突律满是嘲讽的语气,随着咧咧冷风灌入所有弓箭手的耳中。这让他们顿时暴怒,纷纷开口谩骂,各种直娘贼,撮鸟等污言秽语张口就来。
更有性情凶猛者,径直拔刀上前,欲将口出狂言的突律枭首。
随着那几名弓箭手上前,突律后方精锐甲士也齐齐往前一踏,脚步声轰然如雷,携带极大的压迫感。
“住手!”刘然瞬间发出怒斥,喝止了那几名弓箭手,令其身影一滞,没能继续往前冲去。
他们虽然被刘然喝止,心中依旧充斥着无尽的怒火,致使着弓箭手们朝突律等精锐甲士怒目而视,其目光犹如刀锋,充满杀意。
刘然迈着步伐徐徐朝前,不待李孝忠,宋炎等人的劝说,他便开口道:“既然西贼将领邀我一叙,我若是不去,岂不是怕了他们。况且他断臂仍敢上前,我又有何惧。”
说罢,刘然便要往前走去,却见李孝忠,宋炎也同时往前踏了一步,二人见刘然决然的神色,深知无法劝阻,唯有道:“刘指挥使既然我们不能拦住你赴会,那就带我一起。”
宋炎也平静道:“算我一个。”
刘然望着二人充满决意的神情,无奈的笑了笑,方才思索一番,他似乎觉察到敌人的想法,所以才敢上前,不过既然他二人这般说,也只有回道:“要是敌军设伏,岂不是要连累你二人了。”
“那就一起死!”李孝忠,宋炎异口同声说道,其语气无丝毫迟疑,唯有金戈般铿锵。
而在一旁观望的裴虎,连忙推了一把搀扶自己的高子孺。
未曾预料裴虎会推自己,高子孺身子不由往前了一步,恰好踩在一颗破裂的眼球上,发出噗的一声,引来刘然的注视。
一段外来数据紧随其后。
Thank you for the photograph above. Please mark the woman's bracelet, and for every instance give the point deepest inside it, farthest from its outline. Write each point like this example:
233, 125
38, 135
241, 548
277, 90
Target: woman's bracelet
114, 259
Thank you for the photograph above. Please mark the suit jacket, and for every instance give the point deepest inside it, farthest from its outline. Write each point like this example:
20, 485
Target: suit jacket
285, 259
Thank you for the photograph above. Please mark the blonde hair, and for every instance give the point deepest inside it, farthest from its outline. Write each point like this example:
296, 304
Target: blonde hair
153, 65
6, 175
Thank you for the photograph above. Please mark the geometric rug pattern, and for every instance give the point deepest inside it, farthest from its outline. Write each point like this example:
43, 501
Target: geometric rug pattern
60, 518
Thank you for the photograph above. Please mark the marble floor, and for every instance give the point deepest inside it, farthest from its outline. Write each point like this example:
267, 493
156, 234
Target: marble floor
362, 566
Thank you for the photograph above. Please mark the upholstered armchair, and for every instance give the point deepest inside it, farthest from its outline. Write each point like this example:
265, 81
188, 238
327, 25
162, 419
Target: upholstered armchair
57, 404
被推出那一刻,高子孺俨然明白兄长裴虎的意思,随即没有任何犹豫道:“标下也一同前往。”
裴虎也立即说道:“有小高在,哪怕西贼设伏,也可带刘指挥使杀出来。”
刘然见此,轻笑一声:“那就莫要耽搁了,省的西贼道我们宋人无胆。”
说罢,便迈着双腿在宋炎,李孝忠,高子孺的簇拥下,前至防线前沿。此处正好距离突律五十步,离其身后甲士七十步。
站在满地血泊之中,突律望着三十步之外在三名甲士簇拥下来前的人,不由暗道一声好胆。
需知在他身后七十步,可是有着足足一百身着瘊子甲的精锐之外,还有二百轻甲士卒。这些可不是什么乌合之众,而是与他征战党项各大部族的勇猛之士。其中绝大部分人经历的厮杀,都有三十次了,这些都是从真正的杀戮中走出来的战士。
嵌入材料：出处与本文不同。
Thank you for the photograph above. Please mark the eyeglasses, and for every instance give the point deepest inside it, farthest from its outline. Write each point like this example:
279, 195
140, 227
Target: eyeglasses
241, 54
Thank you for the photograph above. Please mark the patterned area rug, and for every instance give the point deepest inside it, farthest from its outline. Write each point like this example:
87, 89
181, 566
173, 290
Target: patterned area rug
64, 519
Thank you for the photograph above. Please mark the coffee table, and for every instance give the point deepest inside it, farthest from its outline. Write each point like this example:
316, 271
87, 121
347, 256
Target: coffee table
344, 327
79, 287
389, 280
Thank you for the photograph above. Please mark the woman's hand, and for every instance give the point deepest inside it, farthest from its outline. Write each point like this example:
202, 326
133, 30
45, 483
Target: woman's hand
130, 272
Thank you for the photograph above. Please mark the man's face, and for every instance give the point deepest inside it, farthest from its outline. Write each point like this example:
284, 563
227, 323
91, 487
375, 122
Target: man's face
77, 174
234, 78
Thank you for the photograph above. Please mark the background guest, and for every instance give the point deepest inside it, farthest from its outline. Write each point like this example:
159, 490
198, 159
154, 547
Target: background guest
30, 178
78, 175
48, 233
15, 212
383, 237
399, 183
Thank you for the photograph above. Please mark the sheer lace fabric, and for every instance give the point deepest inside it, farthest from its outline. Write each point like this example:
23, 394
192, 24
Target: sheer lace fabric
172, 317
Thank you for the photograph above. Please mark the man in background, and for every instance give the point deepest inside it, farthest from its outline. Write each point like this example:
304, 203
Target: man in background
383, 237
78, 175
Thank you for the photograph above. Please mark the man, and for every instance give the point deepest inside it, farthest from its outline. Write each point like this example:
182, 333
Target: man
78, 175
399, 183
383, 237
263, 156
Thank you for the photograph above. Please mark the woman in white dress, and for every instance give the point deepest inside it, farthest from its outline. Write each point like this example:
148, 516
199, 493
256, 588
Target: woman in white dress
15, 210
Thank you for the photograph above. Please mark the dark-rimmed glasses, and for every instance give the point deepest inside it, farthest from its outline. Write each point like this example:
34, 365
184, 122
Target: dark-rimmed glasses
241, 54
然而这青山寨的头领,却在仅仅三人簇拥下,就敢于上前,这得却不得不令他为其胆魄感到敬佩。
在敬佩之后,突律的眼神,骤然变得复杂了起来,就是眼前这名臂膀还在渗血的胆大之人,为他带来极大的伤亡。
这些伤亡的士卒,每一名都是真正的战士,但就这么死在这狭小的山道之上,并且还未将对方赶尽杀绝,这无疑是一种巨大的羞耻。
然而正因为如此,他才产生了退意,尤其是看着对方敢于在三人保护之下,就前来赴会之后,这念头也变得越来越大。正所谓强将手下无弱兵,有这么一个胆魄十足的将领,这支为他带来惨重伤亡的弓箭手,的确也是一支真正难啃的军队。
而在突律思绪万千时,刘然也在观察着对方。
当他望着对方身上惨烈的伤势,也不由为对方的悍勇感到敬佩。缺了一臂,还能站在沙场上,没有任何痛嚎,这一点就可以知道对方绝对是一名真正的战士,能够遭受巨大肉体痛苦,还能保持坚韧的战士。
然而,正因为如此,刘然似乎明白了对方为何一反先前凶狠的姿态,邀他一见了。